Vignettista satirico di professione, Max percorre la storia, talvolta paradossale, della propria vita tra disavventure di famiglia, matrimoni falliti e amici maniaci del sesso e dell’Olocausto, due entità similmente misteriose e perverse, intrecciata al dramma di Manny, che egli si assumerà l’incarico di ricostruire, a distanza di anni, in forma di sceneggiatura. Perchè Manny, contro ogni possibile aspettativa, di fronte all’amore tra il fratello Asher e Dorothy, bloccato con i mezzi più riprovevoli dai genitori a causa della nazionalità tedesca e del non ebraismo di lei, è diventato un assassino, e il suo gesto folle e disperato non ha salvato l’amore ma, involontariamente, ne ha causata l’irrimediabile distruzione.

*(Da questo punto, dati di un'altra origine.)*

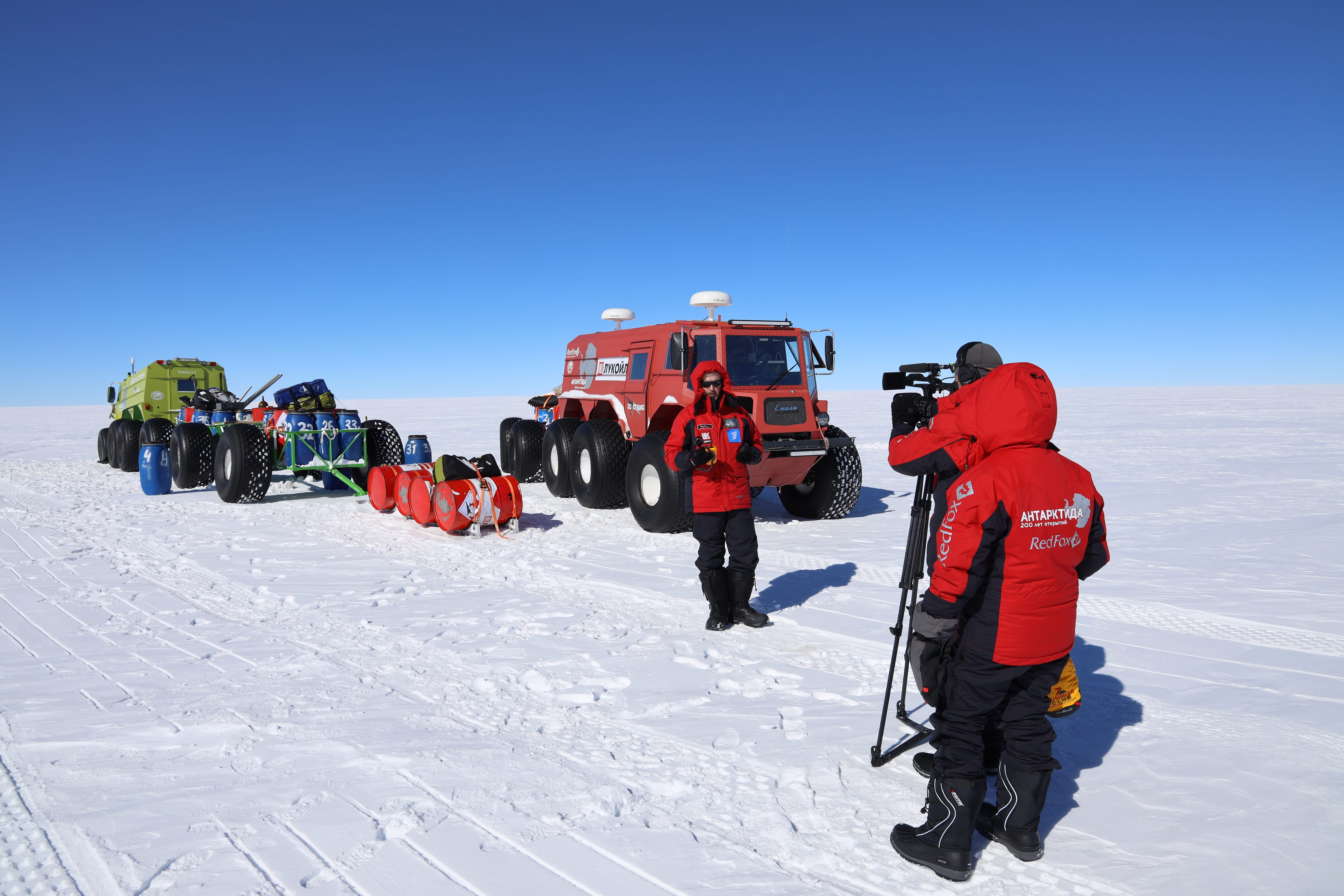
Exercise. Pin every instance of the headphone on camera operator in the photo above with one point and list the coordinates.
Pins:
(910, 410)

Al di là delle innumerevoli citazioni letterarie e descrittive, dei termini in ebraico e in yiddish, volutamente privi di traduzione perché il lettore ne sappia cogliere il vero significato, di tutti quegli elementi che, insomma, infondono un’atmosfera e tracciano un’identità tipicamente ebraiche (ricorderete tutti i racconti della “Corte” del padre di Isaac B. Singer) nella storia, il romanzo di Howard Jacobson riesce ad essere nel contempo ironico, romantico e struggente.

La classica tragedia dell’amore impossibile che, per quelle ragioni negate dalla ragione stessa, si volge prima in passione, poi in odio e infine in morte, non è certo una caratteristica della letteratura ebraica, ma in un’epoca e in un luogo dove l’ombra della Shoah ancora incombe, assume (come è accaduto alle Bienviellaints di Jonathan Littel) le tinte della malinconia e della desolazione che appartengono solo ai capolavori.